Sometimes dataset transformations (ongoing or backfill) can be suspended due to system issues or performance problems. Detecting these suspensions early will help you prevent unexpected data gaps.


Types of Transforms

  • Ongoing – processes new/real-time data.

  • Backfill – reprocesses historical data.

Each type can suspend independently, so when reporting an issue, always specify:

  • The type of transform (ongoing vs. backfill)

  • Its status


Monitoring for Suspended Transforms

You can detect suspended datasets using this OPAL query against the System Datastream:

make_col schema:string(EXTRA.schema)
filter schema = "transformer_suspended_transform"
make_col suspension_reason:string(FIELDS.suspension_reason)
make_col dataset_id:int64(FIELDS.dataset_id)
rename_col timestamp:BUNDLE_TIMESTAMP
set_link ^Dataset, dataset_id:@Observe_Dataset.dataset_id
pick_col timestamp, suspension_reason, dataset_id

This will return:

  • Timestamp – when the suspension occurred

  • Suspension reason – why it was suspended

  • Dataset ID – link back to the dataset


What to Do if Your Dataset Is Broken

If you discover a dataset suspension:

  1. Check the suspension reason.

  2. Refer to the decision table below to see if it’s something you can fix yourself.

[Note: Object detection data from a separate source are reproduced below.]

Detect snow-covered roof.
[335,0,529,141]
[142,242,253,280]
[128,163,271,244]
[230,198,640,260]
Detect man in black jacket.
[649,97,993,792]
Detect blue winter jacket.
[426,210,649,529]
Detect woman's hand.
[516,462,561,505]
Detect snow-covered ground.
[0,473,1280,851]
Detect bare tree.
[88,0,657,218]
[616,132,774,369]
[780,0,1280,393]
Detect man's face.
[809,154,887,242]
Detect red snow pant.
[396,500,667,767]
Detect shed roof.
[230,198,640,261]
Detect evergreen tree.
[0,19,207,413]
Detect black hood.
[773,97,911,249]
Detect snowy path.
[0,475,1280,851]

  3. If support is required, create a support ticket with:

    • Dataset name

    • Time of failure

    • Description of the issue


Suspension Reasons – Decision Table

Suspension Reason Can Fix Yourself? Suggested Action
Ongoing acceleration is timing out :white_check_mark: (maybe) Review transform definition, simplify queries, or contact Support.
High compile times :white_check_mark: (maybe) Simplify OPAL, reduce query complexity, or contact Support.
Internal Snowflake errors (3000XX) :prohibited: Open a Support ticket with full error + timestamp.
Admin-suspended :prohibited: Contact Support for more info.

More Details

Self-Fixable Issues

  • Ongoing acceleration is timing out

    • The dataset stopped processing new incoming data due to performance issues.

    • Check and optimize the transform query (see Performance Cookbook in Observability Cloud docs).

  • High compile times

    • The transform query exceeded compile-time limits.

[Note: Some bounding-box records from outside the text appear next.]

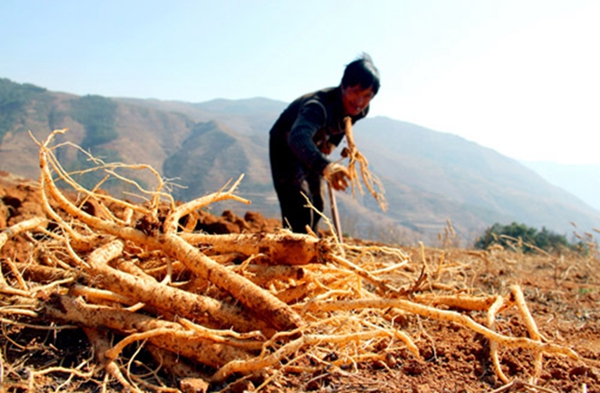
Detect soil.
[0,173,600,393]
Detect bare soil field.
[0,148,600,393]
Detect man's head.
[341,53,379,116]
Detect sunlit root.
[344,117,387,211]
[42,296,249,367]
[180,231,332,265]
[82,237,267,332]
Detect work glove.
[323,162,350,191]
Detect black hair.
[342,53,379,94]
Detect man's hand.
[323,162,350,191]
[317,142,335,155]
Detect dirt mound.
[0,169,600,393]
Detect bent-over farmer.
[269,54,379,233]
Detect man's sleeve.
[288,101,329,173]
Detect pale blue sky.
[0,0,600,163]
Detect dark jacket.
[270,87,369,175]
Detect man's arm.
[288,101,329,173]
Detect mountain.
[522,161,600,210]
[0,79,600,243]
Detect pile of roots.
[0,131,578,392]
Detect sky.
[0,0,600,164]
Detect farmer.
[269,54,379,233]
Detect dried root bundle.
[0,131,578,391]
[344,117,387,211]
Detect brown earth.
[0,169,600,393]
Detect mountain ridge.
[0,80,600,242]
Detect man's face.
[342,85,375,116]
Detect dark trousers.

    • Simplify OPAL expressions, reduce nesting, or refactor queries.

Support-Required Issues

  • Acceleration runs into: ISE…

  • SQL execution internal error: 3000XX…

  • Admin console: …

These are caused by system-level or vendor-related errors. Contact Support with the error details.

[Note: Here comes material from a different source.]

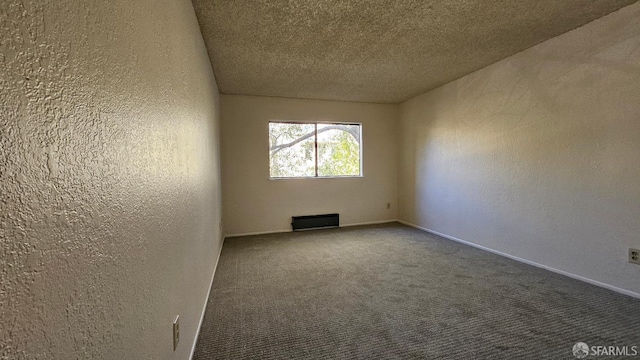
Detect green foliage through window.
[269,122,362,178]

Tested out the “suspended transforms” query in my account, and I’m seeing a couple of entries over the last 30 days with the following suspension_reason

acceleration stuck with error: statement 0 failed: 002003 (42S02): SQL compilation error: Object ‘DOES_NOT_EXIST’ does not exist or not authorized. (EXECUTION)

I know we’ve deleted a few datasets over that same period, is this maybe a normal thing that happens when the acceleration is stopped when a dataset is deleted, or something like that?

I don’t think we’ve had any issues with any of the datasets that are still in use, so I’m assuming this is safe to ignore.

Looking further, the error was due to merge transforms taking place on 2 of the datasets.

Upon double-checking these, they can be safely ignored as no acceleration jobs are stuck and had continue successfully automatically after that error took place!